How it looks in FolioInsights
Benchmark · hero
Portfolio vs market
Cumulative return compared with MSCI World, in EUR — your line is solid, the benchmark is dashed.
α (annualised)
+1.8%
Excess vs benchmark
β
1.12
Co-move with benchmark
Sharpe
0.74
Return per unit risk
Sortino
1.05
Return per downside risk
Volatility
15.8%
Annualised stdev
Correlation
0.91
Paired-month r
Rendered from a synthetic demo portfolio — your own dashboard uses your DeGiro CSV.
What's a good alpha figure?
Positive at all is good. Persistently positive over 3–5 years is rare. Persistently positive after costs and taxes is what most active fund managers don't deliver. If your alpha is consistently negative, the cheapest fix is to swap individual positions for a broad-index ETF.

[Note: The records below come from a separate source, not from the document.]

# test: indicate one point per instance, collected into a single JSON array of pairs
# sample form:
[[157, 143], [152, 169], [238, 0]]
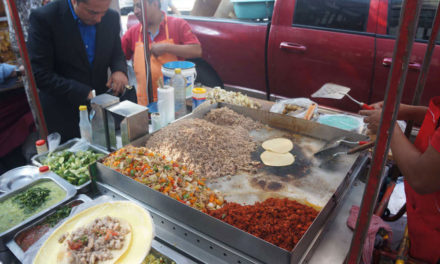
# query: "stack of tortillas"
[[277, 152]]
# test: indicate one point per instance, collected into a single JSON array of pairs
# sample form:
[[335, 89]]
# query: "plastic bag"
[[31, 253], [303, 104]]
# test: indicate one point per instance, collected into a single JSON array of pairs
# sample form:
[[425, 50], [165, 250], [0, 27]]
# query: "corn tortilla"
[[278, 145], [274, 159]]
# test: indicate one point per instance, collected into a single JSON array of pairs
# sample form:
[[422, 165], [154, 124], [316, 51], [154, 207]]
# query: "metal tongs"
[[336, 91]]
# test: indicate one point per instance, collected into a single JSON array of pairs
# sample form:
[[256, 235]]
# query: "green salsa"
[[11, 213]]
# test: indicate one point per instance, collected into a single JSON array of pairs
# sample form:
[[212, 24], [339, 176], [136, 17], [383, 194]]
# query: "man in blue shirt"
[[72, 45]]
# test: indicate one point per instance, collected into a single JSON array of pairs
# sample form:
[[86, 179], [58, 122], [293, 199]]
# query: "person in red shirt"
[[420, 165], [170, 38]]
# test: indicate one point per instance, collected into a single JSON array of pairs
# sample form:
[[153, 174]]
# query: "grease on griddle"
[[267, 185]]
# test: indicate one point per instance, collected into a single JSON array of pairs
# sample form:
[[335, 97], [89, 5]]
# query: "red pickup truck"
[[311, 42]]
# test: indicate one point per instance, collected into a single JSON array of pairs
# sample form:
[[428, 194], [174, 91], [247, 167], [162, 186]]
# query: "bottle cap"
[[40, 142], [199, 90], [43, 168]]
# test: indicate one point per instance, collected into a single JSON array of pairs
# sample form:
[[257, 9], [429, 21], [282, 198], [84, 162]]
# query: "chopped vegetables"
[[72, 166], [32, 198], [220, 95], [165, 176]]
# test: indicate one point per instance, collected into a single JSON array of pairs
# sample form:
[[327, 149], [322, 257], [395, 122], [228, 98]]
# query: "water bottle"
[[85, 128], [178, 82]]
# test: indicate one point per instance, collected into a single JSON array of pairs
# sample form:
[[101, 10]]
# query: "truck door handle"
[[288, 46], [412, 65]]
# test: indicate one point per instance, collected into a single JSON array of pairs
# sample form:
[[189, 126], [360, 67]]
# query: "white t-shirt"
[[165, 4]]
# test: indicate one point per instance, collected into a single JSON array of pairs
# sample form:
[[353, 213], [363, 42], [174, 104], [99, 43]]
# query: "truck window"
[[333, 14], [426, 19], [248, 11]]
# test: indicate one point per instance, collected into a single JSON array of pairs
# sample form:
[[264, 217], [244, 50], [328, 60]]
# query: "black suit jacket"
[[59, 61]]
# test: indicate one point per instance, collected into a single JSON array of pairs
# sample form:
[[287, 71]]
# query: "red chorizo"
[[281, 222]]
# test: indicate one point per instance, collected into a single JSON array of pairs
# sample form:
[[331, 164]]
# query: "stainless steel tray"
[[225, 233], [157, 254], [67, 187], [16, 249], [17, 178], [37, 160]]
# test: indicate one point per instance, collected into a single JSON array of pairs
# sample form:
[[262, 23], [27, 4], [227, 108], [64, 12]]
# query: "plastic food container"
[[199, 96], [253, 9], [37, 160]]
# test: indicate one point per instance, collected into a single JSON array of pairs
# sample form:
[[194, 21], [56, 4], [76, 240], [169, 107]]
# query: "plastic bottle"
[[85, 128], [41, 146], [199, 96], [178, 82]]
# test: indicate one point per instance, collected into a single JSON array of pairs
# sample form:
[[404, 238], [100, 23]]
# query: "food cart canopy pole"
[[396, 83], [30, 85], [146, 41], [425, 68]]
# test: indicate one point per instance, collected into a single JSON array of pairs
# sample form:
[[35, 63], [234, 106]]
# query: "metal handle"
[[412, 65], [288, 46], [362, 147], [367, 107]]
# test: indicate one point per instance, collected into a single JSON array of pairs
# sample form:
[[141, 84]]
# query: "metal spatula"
[[336, 91], [350, 151], [335, 143]]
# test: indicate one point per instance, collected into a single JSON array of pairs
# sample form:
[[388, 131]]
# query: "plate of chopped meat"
[[113, 232]]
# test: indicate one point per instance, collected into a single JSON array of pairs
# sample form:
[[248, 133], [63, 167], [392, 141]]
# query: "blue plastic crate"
[[253, 9]]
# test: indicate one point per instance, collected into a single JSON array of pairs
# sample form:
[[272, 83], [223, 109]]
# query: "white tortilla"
[[64, 256], [270, 158], [140, 221], [278, 145]]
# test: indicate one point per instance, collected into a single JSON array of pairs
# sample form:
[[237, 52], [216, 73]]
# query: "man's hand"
[[378, 105], [158, 49], [372, 118], [117, 82]]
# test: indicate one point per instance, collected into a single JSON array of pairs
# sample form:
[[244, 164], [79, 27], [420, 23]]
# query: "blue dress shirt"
[[88, 35]]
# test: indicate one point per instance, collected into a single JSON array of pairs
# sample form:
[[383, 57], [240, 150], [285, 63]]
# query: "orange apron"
[[156, 66], [424, 209]]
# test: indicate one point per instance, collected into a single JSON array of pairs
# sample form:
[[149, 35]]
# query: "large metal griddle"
[[257, 249]]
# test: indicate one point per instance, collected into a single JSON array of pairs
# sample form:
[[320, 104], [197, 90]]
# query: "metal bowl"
[[63, 184], [17, 178]]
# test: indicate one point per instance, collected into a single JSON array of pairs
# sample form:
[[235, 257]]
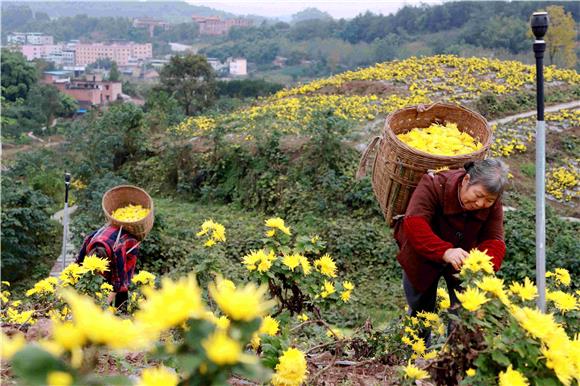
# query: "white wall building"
[[238, 66]]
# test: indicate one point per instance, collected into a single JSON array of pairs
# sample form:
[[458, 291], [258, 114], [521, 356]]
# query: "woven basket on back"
[[398, 167], [123, 195]]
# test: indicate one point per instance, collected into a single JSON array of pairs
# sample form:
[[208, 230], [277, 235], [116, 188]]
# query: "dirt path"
[[549, 109], [70, 248]]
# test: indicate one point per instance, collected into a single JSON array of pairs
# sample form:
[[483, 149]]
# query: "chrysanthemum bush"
[[498, 335], [192, 337]]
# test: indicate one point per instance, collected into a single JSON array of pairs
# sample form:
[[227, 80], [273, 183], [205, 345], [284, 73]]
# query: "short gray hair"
[[491, 173]]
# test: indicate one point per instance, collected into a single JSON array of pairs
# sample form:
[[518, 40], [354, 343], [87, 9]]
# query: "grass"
[[378, 294]]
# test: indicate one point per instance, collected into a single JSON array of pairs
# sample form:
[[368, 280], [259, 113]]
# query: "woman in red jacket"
[[450, 213]]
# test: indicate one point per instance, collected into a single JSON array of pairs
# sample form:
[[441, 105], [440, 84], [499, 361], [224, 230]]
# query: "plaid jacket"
[[122, 254]]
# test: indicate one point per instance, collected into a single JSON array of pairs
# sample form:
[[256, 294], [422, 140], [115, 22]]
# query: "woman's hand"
[[455, 257]]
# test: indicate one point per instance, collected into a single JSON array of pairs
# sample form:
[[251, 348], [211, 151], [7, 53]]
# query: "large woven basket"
[[123, 195], [398, 167]]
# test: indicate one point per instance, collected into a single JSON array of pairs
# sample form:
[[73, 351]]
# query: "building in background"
[[91, 91], [36, 38], [122, 53], [238, 66], [215, 26], [150, 24]]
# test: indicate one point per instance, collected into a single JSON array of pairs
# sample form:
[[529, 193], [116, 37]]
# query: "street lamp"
[[539, 24], [65, 219]]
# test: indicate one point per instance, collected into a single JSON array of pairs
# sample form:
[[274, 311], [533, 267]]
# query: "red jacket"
[[435, 221]]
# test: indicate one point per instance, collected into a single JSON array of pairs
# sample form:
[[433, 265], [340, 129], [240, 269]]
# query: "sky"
[[284, 8]]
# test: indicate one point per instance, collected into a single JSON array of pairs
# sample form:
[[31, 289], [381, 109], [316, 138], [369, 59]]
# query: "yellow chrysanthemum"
[[269, 326], [327, 289], [563, 301], [305, 264], [93, 263], [291, 369], [44, 286], [221, 349], [527, 291], [472, 298], [415, 373], [59, 378], [144, 278], [157, 376], [291, 261], [259, 260], [278, 223], [561, 275], [174, 303], [512, 377], [71, 274], [244, 304], [96, 325], [130, 213], [326, 265]]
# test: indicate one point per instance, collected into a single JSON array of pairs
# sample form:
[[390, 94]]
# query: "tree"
[[17, 76], [191, 80], [561, 37], [114, 74]]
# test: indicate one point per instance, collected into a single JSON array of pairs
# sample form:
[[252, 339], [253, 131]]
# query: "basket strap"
[[423, 108], [362, 165]]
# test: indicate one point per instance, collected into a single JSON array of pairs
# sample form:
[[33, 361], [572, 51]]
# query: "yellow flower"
[[221, 349], [130, 213], [527, 291], [144, 278], [244, 304], [327, 289], [11, 345], [44, 286], [291, 261], [302, 317], [269, 326], [259, 260], [471, 299], [415, 373], [291, 369], [59, 378], [563, 301], [277, 223], [306, 267], [71, 274], [156, 376], [326, 265], [512, 377], [561, 275], [174, 303], [93, 263]]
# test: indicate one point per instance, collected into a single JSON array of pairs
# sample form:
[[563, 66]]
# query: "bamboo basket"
[[398, 168], [123, 195]]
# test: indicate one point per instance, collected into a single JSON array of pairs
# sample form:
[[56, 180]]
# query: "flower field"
[[296, 282], [265, 329]]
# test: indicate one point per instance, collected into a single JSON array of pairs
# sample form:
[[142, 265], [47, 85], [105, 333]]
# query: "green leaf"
[[32, 365], [500, 358]]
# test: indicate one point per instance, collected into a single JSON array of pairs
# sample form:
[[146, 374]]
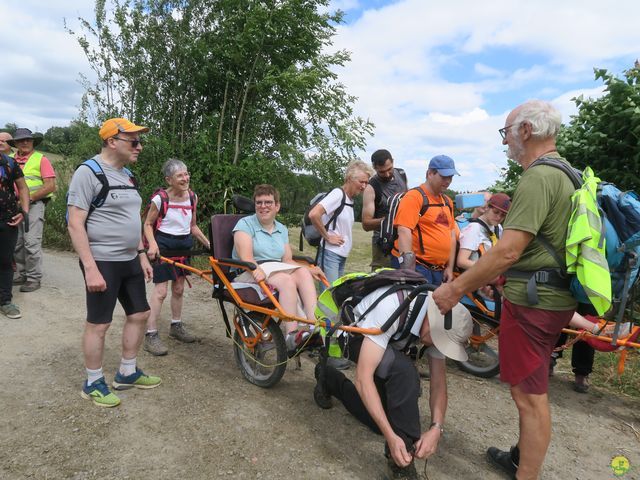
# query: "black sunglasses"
[[134, 143]]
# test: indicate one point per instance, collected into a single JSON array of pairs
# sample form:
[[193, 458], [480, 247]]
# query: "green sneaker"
[[10, 310], [99, 392], [137, 380]]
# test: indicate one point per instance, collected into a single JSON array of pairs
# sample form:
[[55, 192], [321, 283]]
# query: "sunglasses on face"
[[134, 143]]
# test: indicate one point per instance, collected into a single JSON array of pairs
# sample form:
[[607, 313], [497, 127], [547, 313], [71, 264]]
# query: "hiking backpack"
[[308, 231], [389, 233], [620, 213], [164, 208], [101, 196], [338, 302]]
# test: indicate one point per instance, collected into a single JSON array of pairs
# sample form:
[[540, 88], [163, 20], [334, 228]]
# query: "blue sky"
[[434, 77]]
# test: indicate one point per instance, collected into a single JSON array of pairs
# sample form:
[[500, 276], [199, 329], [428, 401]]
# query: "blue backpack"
[[99, 199], [620, 212]]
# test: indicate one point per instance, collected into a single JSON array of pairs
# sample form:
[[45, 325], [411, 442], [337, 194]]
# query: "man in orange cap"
[[104, 225]]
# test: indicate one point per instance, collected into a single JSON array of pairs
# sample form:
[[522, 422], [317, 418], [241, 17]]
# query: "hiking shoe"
[[395, 472], [154, 345], [320, 394], [339, 363], [10, 310], [99, 392], [137, 380], [30, 286], [503, 460], [178, 332], [581, 384]]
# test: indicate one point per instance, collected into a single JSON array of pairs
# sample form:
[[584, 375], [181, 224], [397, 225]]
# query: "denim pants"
[[331, 264], [8, 237]]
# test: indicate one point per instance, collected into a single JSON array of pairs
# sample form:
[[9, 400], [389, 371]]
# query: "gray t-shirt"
[[113, 229]]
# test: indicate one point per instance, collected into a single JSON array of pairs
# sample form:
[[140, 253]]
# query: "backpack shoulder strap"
[[573, 174], [97, 170], [403, 175], [133, 178]]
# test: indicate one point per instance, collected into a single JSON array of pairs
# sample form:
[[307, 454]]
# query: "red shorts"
[[526, 340]]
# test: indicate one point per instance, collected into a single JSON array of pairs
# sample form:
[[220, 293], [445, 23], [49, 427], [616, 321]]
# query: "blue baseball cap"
[[444, 165]]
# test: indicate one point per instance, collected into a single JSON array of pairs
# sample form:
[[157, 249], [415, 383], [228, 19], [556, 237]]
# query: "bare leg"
[[157, 298], [535, 431], [287, 295], [177, 292], [133, 333], [306, 290], [93, 344]]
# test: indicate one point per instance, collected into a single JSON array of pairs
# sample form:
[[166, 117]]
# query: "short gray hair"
[[357, 166], [173, 166], [544, 118]]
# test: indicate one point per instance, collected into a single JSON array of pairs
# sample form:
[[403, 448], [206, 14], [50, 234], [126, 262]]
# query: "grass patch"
[[605, 373]]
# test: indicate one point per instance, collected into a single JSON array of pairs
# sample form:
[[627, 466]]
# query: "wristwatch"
[[439, 425]]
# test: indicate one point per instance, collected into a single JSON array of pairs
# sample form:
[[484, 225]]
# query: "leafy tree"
[[604, 134], [243, 90]]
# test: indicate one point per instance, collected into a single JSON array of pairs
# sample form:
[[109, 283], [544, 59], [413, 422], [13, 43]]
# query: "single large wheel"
[[264, 363], [483, 357]]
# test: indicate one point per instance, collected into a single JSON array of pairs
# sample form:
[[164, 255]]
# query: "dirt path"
[[206, 422]]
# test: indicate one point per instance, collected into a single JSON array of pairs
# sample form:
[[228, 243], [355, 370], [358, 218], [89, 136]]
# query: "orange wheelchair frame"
[[255, 327]]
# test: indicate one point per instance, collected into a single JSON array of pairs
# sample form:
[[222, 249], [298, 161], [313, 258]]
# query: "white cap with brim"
[[451, 343]]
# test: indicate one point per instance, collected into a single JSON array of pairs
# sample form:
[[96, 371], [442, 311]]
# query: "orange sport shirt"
[[436, 226]]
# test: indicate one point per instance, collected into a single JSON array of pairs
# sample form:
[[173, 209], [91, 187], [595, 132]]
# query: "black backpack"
[[308, 231], [99, 199], [389, 233]]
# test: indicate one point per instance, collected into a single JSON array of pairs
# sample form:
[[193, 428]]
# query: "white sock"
[[128, 366], [93, 375]]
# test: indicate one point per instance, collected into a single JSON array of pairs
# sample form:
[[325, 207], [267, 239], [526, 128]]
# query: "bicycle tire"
[[265, 364]]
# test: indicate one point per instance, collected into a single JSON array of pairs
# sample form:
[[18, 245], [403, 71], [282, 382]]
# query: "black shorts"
[[163, 272], [125, 283]]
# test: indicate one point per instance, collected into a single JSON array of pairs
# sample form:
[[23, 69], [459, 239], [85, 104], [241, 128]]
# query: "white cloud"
[[402, 55]]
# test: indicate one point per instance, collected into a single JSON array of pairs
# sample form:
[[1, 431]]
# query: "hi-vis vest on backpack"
[[32, 173]]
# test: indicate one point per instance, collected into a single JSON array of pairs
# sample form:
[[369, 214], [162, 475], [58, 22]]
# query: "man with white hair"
[[537, 302]]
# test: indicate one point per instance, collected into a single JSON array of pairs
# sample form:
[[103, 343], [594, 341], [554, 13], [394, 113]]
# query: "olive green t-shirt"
[[541, 204]]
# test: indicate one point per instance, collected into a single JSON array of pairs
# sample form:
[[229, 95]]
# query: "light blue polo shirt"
[[266, 246]]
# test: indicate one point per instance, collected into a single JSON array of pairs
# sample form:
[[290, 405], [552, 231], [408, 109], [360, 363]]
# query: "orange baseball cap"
[[113, 126]]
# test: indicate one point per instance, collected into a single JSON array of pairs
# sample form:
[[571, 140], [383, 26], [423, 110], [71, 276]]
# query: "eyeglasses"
[[503, 131], [134, 143]]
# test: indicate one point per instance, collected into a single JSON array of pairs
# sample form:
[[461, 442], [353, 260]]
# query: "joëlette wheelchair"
[[483, 344], [255, 323]]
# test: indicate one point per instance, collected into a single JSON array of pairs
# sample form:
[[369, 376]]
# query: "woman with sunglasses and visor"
[[262, 240]]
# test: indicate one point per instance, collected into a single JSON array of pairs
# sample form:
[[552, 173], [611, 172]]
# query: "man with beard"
[[537, 302], [383, 185]]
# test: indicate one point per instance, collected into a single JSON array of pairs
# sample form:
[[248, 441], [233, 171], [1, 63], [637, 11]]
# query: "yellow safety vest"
[[32, 174], [585, 247]]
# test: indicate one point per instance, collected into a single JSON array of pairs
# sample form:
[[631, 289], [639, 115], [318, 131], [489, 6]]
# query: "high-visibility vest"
[[32, 174]]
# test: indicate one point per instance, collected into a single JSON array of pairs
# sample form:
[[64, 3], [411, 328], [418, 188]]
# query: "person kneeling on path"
[[387, 385], [170, 224]]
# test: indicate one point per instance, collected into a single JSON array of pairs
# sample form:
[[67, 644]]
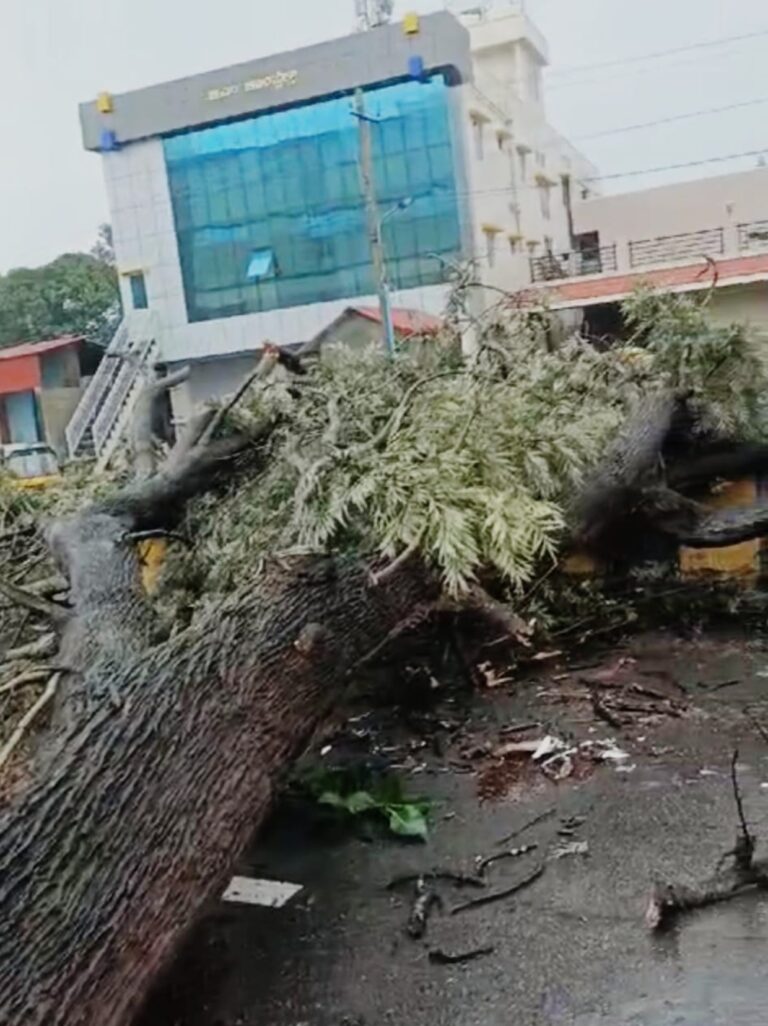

My beta is over 1 — is that bad?
Not by itself. β > 1 means you'll outperform in up markets and underperform in down markets — a long-horizon investor with stable income can absolutely run β = 1.3 by design. The risk is mismatch: if your time horizon or your stomach can't handle the drawdowns that come with high beta, you'll sell at exactly the wrong time.
Why does FolioInsights use time-weighted return instead of simple return?
A DCA investor's 'simple' monthly return is dominated by deposits, not market moves. Time-weighted return strips out deposits and withdrawals so the number reflects market performance only — making it comparable to a benchmark and to published fund returns. Without TWR, a €5,000 deposit looks like a +160% best month, which is meaningless.
Should I switch to an index fund if alpha is negative?
If alpha is negative over 3+ years across multiple benchmarks, almost certainly yes — for the equity portion you'd otherwise hold passively. That doesn't mean abandoning every conviction; it means recognising that 'random stocks I like' tends to lose to MSCI World over time, and the cheapest fix is the simplest one.
Why is alpha sometimes blank?
Two reasons. (1) Fewer than two months of overlapping returns between your portfolio and the benchmark. (2) FX translation failed: a non-EUR display currency without enough historical FX cache means the benchmark series can't be converted to your currency, and pairing an EUR benchmark with a non-EUR portfolio would give a nonsense alpha. FolioInsights blanks it rather than show a misleading number.